Robert George usually just describes himself as a professor at Princeton University, but lately he’s been stepping out more into the public arena, and with such visibility comes accountability. George is not just a professor, but a leader and lead funder of the Catholic Right. He founded and serves as chairman of the National Organization for Marriage and co-authored the Manhattan Declaration, which calls upon Christians to defy laws if that’s what it takes to maintain Christian anti-gay principles. He also founded the American Principles Project (APP), which sponsored Sen. Jim DeMint’s (R-SC) GOP presidential candidate forum on Monday, including George as one of the panelists.

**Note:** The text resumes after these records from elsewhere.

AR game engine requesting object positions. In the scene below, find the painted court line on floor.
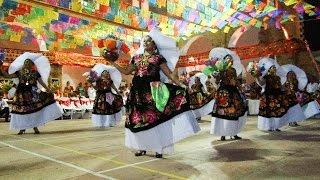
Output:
[0,141,116,180]
[0,133,188,180]
[0,122,314,179]
[4,133,112,143]
[99,119,315,173]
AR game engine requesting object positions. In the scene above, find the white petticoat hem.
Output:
[10,103,63,130]
[210,112,247,136]
[302,101,320,119]
[91,110,123,127]
[125,111,200,154]
[283,104,306,123]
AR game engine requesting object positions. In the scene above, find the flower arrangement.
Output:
[0,49,6,61]
[87,70,100,83]
[99,35,130,61]
[0,80,14,93]
[247,61,266,77]
[202,58,232,75]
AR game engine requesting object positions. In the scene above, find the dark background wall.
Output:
[303,0,320,51]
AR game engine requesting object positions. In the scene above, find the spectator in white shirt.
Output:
[0,92,9,122]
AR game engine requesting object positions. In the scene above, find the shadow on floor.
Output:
[210,139,264,162]
[259,131,320,142]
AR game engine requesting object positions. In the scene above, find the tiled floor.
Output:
[0,116,320,180]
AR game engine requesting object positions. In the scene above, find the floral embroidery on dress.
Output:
[92,77,123,115]
[212,67,248,120]
[259,75,297,118]
[126,54,190,132]
[12,69,55,114]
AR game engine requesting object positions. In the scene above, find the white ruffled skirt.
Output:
[302,100,320,119]
[283,104,306,123]
[10,103,63,130]
[192,99,215,118]
[91,110,123,127]
[125,111,200,154]
[210,113,247,136]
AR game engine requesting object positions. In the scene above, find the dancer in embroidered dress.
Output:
[0,52,62,135]
[107,28,200,158]
[256,57,299,131]
[189,73,214,120]
[281,64,310,126]
[206,75,217,98]
[84,64,123,127]
[281,64,320,120]
[209,48,248,141]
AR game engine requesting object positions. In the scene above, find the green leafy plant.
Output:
[0,80,13,93]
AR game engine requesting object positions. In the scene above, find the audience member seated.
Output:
[76,82,86,97]
[63,81,74,97]
[248,82,262,99]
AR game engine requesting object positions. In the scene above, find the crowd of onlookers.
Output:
[0,74,320,121]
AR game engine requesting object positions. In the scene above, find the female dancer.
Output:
[85,64,123,127]
[281,64,320,121]
[257,57,298,131]
[107,29,200,158]
[210,48,248,141]
[0,52,62,135]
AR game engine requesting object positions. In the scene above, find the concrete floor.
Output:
[0,116,320,180]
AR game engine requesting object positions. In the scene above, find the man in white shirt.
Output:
[0,93,9,122]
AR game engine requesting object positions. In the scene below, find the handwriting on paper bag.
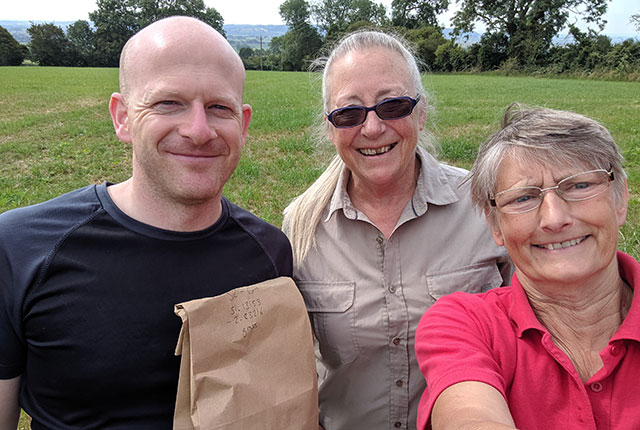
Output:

But in addition to his solid anti-gay credentials, George is apparently well-connected to Islamophobia, serving on the board of the Lynde and Harry Bradley Foundation, one of the top funders of anti-Islam extremism. In fact, the Bradley foundation has given over $5 million to groups like the David Horowitz Freedom Center, Frank Gaffney’s Center for Security Policy, and Daniel Pipes’ Middle East Forum. Unsurprisingly, the Bradley Foundation also supports anti-gay organizations like George’s NOM, the Eagle Forum, the Institute for American Values, and the Ethics and Public Policy Center. Last week, Faith in Public Life pointed out that Catholicism rejects Islamaphobia and called on George to renounce his connections to it:
George’s support for these conspiratorial extremists is particularly disappointing given his Catholic background, as the Church rejects this hostile approach to Islam. The Vatican has long been engaged in inter-religious dialogue with Muslim leaders, and when a historical quote in a 2006 speech by Pope Benedict appeared to support a more negative view of Islam as intrinsically violent, the Pope quickly apologized and clarified that he has “total and profound respect for all Muslims” and the Quran which he described as “the holy book of a great religion.”
A prominent Catholic intellectual like George should have nothing to do with the rhetoric of these extremists. George should clarify whether he endorses these views his organization is funding, and if not, how he reconciles his position on the Lynde and Harry Bradley Foundation’s board.
It may be that George is not personally interested in Islamophobia, but continues to serve on the Bradley Foundation board just to get financial support for his anti-gay connections. He did admonish presidential candidate Herman Cain for expressing prejudice against appointing Muslims. It’s much more likely, though, that George appreciates how effectively the two go hand-in-hand. From a conservative Christian point of view, both gays and Muslims are a threat to the country (just ask Sally Kern), and there is arguably more to gain politically and financially by promoting fear of both than by distinguishing between the two. George’s own organization NOM has suggested gays have issued a “fatwa” and are “waging jihad” against Christians. Even if he doesn’t involve himself directly in Islamophobic efforts, George’s anti-gay efforts can (and clearly do) benefit from donors who believe in Christian superiority. It should be no surprise George is taking advantage of that, whether it compromises his Catholic values or not.